Rappelons que la position du gouvernement britannique n’a pas changé depuis la création des Territoires de l’Océan indien, et que Colin Roberts, qui fut Commissionner desdits Territoires ne cacha pas son dédain pour la population chagossienne, affirmant que la création éventuelle d’un parc marin aux Chagos pourrait servir à empêcher définitivement le retour des habitants sur les lieux. Quant aux Etats Unis, partenaire du Royaume Uni dans la  création de la base militaire de Diego Garcia, ils n’ont cessé de masquer l’iniquité du traitement infligé aux Chagossiens par les mesures prises en faveur des déportés — mesures qui ne servent qu’à farder la triste vérité. La réalité de la politique menée par les Etats puissants du monde s’affirme avec un certain cynisme  dans la réponse que le gouvernement présent des Etats Unis a donnée aux plaignants Chagossiens (Réponse de la Maison Blanche à la pétition We the people sur les torts infligés aux Chagossiens, 21 décembre 2012): cette réponse qui reprend les arguments de la Cour européenne, conclut par la promesse du gouvernement américain de continuer à soutenir, comme par le passé, la compensation britannique pour les torts subis par les habitants des Chagos.
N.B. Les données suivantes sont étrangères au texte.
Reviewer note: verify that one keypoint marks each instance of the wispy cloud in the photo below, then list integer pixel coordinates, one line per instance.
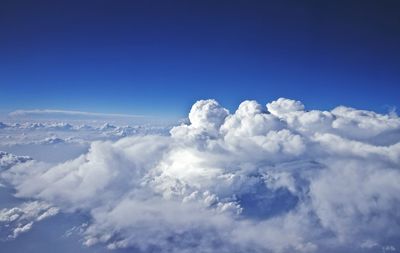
(51, 112)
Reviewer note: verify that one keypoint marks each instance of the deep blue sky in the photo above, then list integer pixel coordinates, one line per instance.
(158, 57)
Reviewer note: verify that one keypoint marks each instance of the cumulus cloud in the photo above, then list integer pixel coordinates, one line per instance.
(262, 179)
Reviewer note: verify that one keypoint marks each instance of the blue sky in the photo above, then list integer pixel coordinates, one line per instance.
(158, 57)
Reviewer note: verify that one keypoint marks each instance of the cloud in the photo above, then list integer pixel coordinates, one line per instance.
(38, 112)
(262, 179)
(18, 220)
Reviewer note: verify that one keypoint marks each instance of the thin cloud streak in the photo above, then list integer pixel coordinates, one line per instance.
(38, 112)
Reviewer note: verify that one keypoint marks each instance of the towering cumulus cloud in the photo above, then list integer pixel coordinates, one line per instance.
(262, 179)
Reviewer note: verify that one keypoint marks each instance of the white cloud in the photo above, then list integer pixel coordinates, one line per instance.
(279, 179)
(17, 220)
(36, 112)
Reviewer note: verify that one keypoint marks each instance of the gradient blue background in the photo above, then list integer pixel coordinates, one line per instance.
(158, 57)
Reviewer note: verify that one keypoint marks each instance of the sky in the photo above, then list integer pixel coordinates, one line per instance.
(159, 57)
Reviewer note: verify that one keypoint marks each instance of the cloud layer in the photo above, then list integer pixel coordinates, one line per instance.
(262, 179)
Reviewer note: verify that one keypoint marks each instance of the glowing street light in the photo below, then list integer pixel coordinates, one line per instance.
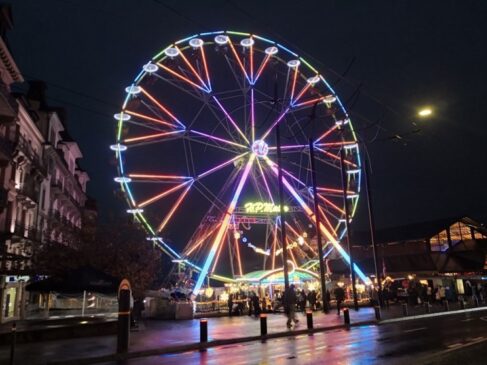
(426, 112)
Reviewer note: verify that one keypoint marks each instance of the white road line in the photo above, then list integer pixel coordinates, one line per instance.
(415, 329)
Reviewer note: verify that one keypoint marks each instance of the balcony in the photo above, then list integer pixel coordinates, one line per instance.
(6, 149)
(8, 105)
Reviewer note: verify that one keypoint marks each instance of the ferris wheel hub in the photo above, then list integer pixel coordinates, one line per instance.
(260, 148)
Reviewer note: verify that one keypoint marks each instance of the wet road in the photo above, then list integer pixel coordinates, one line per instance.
(396, 343)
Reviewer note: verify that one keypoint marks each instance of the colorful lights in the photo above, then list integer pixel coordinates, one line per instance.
(122, 179)
(118, 147)
(221, 39)
(121, 116)
(196, 42)
(133, 90)
(293, 63)
(150, 67)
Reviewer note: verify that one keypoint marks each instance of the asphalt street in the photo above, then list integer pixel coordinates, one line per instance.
(409, 342)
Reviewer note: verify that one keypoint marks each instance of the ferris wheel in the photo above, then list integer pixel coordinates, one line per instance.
(197, 155)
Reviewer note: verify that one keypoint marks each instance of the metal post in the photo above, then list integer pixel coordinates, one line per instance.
(405, 309)
(123, 333)
(203, 330)
(83, 306)
(372, 229)
(281, 202)
(309, 319)
(347, 223)
(346, 316)
(263, 325)
(13, 343)
(318, 230)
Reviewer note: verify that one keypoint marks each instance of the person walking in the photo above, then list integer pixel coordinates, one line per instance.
(289, 301)
(340, 297)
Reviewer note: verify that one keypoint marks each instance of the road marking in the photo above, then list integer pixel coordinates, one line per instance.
(415, 329)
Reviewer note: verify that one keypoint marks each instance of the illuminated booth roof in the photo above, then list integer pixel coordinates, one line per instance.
(296, 276)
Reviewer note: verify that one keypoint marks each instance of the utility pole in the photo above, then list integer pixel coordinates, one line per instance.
(347, 218)
(317, 213)
(372, 228)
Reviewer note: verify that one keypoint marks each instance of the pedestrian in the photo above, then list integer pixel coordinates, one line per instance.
(230, 304)
(256, 304)
(312, 300)
(289, 301)
(340, 297)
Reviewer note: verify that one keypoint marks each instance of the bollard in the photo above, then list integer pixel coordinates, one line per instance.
(263, 325)
(123, 331)
(203, 330)
(405, 309)
(346, 316)
(377, 312)
(476, 302)
(13, 343)
(309, 319)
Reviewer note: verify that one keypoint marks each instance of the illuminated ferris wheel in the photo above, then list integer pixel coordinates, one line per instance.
(197, 157)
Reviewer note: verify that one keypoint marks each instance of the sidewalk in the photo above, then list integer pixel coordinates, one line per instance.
(154, 334)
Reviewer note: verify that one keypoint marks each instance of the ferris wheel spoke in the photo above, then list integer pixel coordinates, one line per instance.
(326, 133)
(230, 119)
(152, 119)
(218, 139)
(164, 194)
(337, 158)
(239, 61)
(174, 207)
(224, 225)
(152, 137)
(182, 77)
(185, 59)
(162, 107)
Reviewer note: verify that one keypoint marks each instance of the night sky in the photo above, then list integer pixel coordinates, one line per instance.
(386, 59)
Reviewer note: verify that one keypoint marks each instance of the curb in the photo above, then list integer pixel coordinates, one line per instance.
(430, 315)
(203, 346)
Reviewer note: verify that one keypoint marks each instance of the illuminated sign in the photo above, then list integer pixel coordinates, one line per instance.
(263, 208)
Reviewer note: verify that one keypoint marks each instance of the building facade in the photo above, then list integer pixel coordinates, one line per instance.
(42, 187)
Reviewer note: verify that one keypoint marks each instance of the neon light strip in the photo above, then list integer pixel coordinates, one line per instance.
(312, 101)
(293, 103)
(275, 123)
(252, 115)
(150, 176)
(261, 68)
(265, 181)
(198, 243)
(224, 225)
(328, 235)
(218, 138)
(331, 204)
(336, 157)
(184, 78)
(163, 194)
(142, 116)
(150, 97)
(192, 69)
(218, 253)
(174, 207)
(205, 66)
(237, 249)
(230, 119)
(293, 86)
(238, 59)
(220, 166)
(326, 133)
(151, 136)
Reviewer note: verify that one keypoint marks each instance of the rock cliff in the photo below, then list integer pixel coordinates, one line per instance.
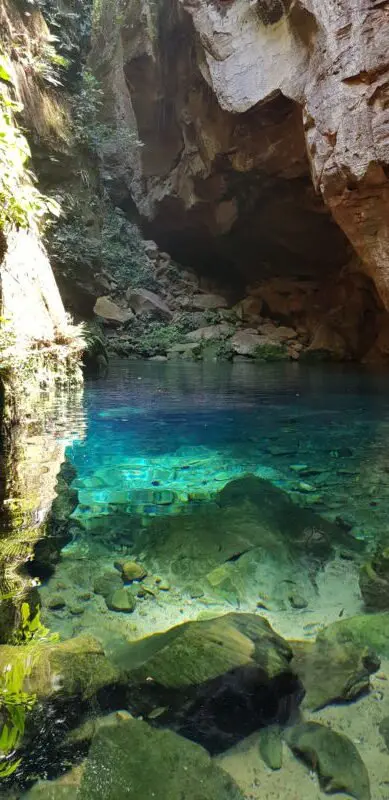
(252, 140)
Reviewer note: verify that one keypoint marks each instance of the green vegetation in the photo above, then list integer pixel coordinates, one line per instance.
(21, 203)
(105, 242)
(149, 338)
(15, 702)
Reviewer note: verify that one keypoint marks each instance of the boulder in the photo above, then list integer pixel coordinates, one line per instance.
(332, 670)
(270, 746)
(142, 300)
(384, 731)
(221, 330)
(364, 631)
(374, 581)
(327, 344)
(249, 343)
(107, 583)
(184, 350)
(111, 312)
(334, 757)
(195, 652)
(214, 681)
(277, 334)
(63, 788)
(121, 600)
(75, 668)
(134, 760)
(132, 571)
(208, 302)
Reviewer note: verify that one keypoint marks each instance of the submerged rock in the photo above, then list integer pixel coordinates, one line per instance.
(332, 670)
(74, 668)
(216, 680)
(111, 312)
(270, 746)
(374, 581)
(364, 631)
(133, 760)
(107, 583)
(196, 652)
(334, 757)
(121, 600)
(249, 343)
(132, 571)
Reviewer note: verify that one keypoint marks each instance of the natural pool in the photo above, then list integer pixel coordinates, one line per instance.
(191, 492)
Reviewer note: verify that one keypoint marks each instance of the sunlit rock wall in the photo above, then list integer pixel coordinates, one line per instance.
(31, 453)
(31, 305)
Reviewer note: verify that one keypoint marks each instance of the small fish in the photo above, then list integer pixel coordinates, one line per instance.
(156, 712)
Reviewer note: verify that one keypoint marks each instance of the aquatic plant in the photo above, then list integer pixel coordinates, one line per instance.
(15, 701)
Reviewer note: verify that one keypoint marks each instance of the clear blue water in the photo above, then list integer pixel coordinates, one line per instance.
(163, 457)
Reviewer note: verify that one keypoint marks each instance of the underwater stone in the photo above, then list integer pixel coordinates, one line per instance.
(331, 670)
(334, 757)
(195, 652)
(75, 609)
(121, 600)
(134, 760)
(364, 631)
(107, 583)
(374, 581)
(132, 571)
(298, 601)
(270, 746)
(384, 730)
(56, 602)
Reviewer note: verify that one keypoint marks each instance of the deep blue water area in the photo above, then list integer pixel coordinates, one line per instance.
(184, 492)
(322, 431)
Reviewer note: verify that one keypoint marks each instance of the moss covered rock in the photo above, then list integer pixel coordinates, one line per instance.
(374, 581)
(132, 571)
(270, 746)
(334, 757)
(364, 631)
(196, 652)
(136, 761)
(75, 668)
(121, 600)
(332, 670)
Il n’est pas indifférent que la réponse provienne, entre autres signataires,  de M. Andrew Shapiro, adjoint au ministre des Affaires politiques et militaires. Ainsi la boucle est bouclée, et l’archipel des Chagos continuera sans doute, sauf élément imprévisible actuellement, à être le porte avions de l’Armée américaine au Proche et Moyen orient.
La Cour européenne des droits de l’homme a rendu sa décision, dans l’indifférence des puissants de ce monde. Qu’importe une poignée d’îlois, petits agriculteurs, pêcheurs à la ligne dans leur lagon, quand les intérêts stratégiques et militaires sont en jeu, et que ces îles lointaines, perdues au milieu de l’Océan indien, peuvent être transformées à vil prix en une des bases les plus opérationnelles du monde — comme elle le fut pour les bombardiers de la guerre du Golfe? Et que dire du soupçon de tortures infligées aux détenus de Diego Garcia, comme à Guantànamo ?
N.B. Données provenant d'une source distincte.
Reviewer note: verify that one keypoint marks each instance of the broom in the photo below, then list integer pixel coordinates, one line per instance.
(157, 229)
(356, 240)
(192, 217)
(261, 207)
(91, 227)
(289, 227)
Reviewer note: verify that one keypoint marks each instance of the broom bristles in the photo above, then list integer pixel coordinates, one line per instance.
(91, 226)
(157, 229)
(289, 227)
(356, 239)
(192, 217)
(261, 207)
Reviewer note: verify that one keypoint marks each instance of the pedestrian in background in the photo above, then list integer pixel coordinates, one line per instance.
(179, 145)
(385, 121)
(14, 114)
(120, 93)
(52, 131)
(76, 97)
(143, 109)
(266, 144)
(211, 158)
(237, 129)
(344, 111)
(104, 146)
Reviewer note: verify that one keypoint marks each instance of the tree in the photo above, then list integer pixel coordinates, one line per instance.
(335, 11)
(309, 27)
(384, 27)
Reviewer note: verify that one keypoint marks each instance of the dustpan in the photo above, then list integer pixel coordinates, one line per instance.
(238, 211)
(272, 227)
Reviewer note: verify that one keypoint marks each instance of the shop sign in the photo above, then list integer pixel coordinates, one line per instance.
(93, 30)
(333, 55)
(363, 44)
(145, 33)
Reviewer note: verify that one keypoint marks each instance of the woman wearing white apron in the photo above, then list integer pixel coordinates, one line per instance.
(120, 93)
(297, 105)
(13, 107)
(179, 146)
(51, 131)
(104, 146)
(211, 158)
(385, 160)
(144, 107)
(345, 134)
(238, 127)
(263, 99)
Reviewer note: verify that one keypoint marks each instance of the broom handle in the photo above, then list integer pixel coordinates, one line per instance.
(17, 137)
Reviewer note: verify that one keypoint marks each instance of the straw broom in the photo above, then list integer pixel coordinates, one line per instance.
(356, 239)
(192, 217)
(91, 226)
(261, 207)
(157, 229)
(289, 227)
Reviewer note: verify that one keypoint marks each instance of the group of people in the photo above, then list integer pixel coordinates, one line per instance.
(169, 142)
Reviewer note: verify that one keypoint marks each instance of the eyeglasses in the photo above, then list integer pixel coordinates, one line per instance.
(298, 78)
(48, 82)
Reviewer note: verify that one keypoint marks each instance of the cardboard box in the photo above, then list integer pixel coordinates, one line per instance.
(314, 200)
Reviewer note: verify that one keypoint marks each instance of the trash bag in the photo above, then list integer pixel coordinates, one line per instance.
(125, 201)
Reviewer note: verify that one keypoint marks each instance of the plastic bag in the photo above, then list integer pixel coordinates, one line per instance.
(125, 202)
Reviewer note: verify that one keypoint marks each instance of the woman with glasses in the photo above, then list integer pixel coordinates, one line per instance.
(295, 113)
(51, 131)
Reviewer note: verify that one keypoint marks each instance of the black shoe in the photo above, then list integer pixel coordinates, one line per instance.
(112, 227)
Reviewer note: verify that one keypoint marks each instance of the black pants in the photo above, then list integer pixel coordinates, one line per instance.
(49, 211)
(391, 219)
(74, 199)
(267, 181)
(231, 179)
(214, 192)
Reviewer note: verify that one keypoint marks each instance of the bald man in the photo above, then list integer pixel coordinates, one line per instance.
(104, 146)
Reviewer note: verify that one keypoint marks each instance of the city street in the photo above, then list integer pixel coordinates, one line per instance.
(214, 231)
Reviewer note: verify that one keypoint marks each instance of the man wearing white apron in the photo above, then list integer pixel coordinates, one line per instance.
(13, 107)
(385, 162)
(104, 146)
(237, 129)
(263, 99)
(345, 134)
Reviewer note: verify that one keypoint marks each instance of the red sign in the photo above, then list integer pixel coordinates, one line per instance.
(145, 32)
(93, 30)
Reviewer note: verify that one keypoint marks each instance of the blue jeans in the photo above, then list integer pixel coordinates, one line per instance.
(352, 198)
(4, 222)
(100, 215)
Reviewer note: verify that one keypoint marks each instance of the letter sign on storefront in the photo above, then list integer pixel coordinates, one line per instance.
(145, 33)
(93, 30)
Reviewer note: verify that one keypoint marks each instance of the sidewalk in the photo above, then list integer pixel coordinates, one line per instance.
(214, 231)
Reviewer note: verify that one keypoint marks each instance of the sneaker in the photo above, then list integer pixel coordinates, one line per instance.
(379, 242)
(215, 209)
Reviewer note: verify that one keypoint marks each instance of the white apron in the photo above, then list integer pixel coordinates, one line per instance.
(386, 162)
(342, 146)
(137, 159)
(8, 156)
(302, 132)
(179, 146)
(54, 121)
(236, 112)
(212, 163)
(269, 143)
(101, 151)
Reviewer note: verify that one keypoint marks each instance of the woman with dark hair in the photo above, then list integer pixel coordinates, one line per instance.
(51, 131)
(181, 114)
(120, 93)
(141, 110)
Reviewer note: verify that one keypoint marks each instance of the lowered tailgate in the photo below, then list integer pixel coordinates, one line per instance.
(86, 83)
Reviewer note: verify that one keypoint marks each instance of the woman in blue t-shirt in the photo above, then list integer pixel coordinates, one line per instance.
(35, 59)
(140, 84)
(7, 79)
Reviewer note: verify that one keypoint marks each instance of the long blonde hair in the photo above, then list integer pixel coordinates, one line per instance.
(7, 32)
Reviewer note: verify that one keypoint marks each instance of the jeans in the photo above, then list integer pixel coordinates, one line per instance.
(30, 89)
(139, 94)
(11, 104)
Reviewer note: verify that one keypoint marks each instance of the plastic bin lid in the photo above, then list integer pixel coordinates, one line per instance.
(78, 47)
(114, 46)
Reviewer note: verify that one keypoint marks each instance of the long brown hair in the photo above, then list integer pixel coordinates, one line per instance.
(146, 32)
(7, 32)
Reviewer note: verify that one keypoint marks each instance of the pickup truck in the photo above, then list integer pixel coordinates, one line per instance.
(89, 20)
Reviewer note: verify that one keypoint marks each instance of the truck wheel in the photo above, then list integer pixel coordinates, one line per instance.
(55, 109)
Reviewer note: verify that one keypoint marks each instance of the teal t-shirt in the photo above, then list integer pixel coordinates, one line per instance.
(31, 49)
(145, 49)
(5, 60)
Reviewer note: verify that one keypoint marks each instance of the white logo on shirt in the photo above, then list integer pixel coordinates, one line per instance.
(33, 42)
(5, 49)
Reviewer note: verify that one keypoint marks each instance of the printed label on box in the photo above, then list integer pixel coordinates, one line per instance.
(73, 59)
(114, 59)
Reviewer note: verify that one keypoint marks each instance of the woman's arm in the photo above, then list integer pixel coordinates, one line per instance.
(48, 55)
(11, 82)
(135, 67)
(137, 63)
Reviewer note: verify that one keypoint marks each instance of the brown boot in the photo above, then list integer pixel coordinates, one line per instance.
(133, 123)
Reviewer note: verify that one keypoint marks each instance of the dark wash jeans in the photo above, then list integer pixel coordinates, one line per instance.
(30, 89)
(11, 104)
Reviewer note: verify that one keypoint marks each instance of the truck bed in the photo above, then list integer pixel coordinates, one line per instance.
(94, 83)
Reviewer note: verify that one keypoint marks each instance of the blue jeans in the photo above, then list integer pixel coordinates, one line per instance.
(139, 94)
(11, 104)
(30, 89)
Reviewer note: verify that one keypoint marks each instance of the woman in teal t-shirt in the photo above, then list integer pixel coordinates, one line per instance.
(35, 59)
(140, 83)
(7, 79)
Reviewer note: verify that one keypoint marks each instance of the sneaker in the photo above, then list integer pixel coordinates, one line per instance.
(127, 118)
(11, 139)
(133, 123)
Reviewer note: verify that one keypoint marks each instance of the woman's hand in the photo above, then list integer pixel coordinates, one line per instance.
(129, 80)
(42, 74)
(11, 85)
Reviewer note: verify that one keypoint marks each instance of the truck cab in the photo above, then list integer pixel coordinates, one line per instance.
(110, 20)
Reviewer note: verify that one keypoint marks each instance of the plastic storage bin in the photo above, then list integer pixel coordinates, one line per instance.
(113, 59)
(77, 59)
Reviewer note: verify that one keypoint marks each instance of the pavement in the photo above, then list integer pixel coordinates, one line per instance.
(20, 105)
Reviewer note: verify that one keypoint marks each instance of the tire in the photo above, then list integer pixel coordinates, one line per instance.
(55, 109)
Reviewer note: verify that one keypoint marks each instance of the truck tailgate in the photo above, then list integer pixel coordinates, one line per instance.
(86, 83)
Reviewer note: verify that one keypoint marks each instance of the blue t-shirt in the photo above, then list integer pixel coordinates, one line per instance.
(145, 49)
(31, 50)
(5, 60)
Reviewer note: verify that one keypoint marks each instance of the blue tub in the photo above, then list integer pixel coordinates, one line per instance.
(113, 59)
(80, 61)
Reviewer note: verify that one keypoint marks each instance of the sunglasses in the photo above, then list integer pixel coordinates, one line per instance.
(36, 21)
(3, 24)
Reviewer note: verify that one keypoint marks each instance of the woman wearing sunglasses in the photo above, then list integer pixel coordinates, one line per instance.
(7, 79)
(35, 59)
Certains des habitants se souviennent encore du jour tragique où ils durent embarquer de force sur le navire qui les déportait, sans pouvoir emmener avec eux leur bétail, ni même leurs chiens restés à aboyer sur la rive.
Les grands de ce monde qui ont rendu cette décision inique, le président David Björgvinsson, et ses six assesseurs, devraient pourtant se soucier des gens qu’ils condamnent ainsi au non retour et à l’exil éternel. Peut-être devraient ils — mais cette proposition sans doute amènera un sourire ironique sur leurs lèvres — visiter un jour la modeste maison dans le quartier déshérité de Pointe aux Sables, qui sert en quelque sorte de refuge et de mémoire au peuple des îlois,  où sur les murs les enfants des Chagossiens nés en exil peuvent regarder les images de leur petite patrie qu‘ils ne pourront jamais connaître, fût-ce pour fleurir les tombes de leurs ancêtres.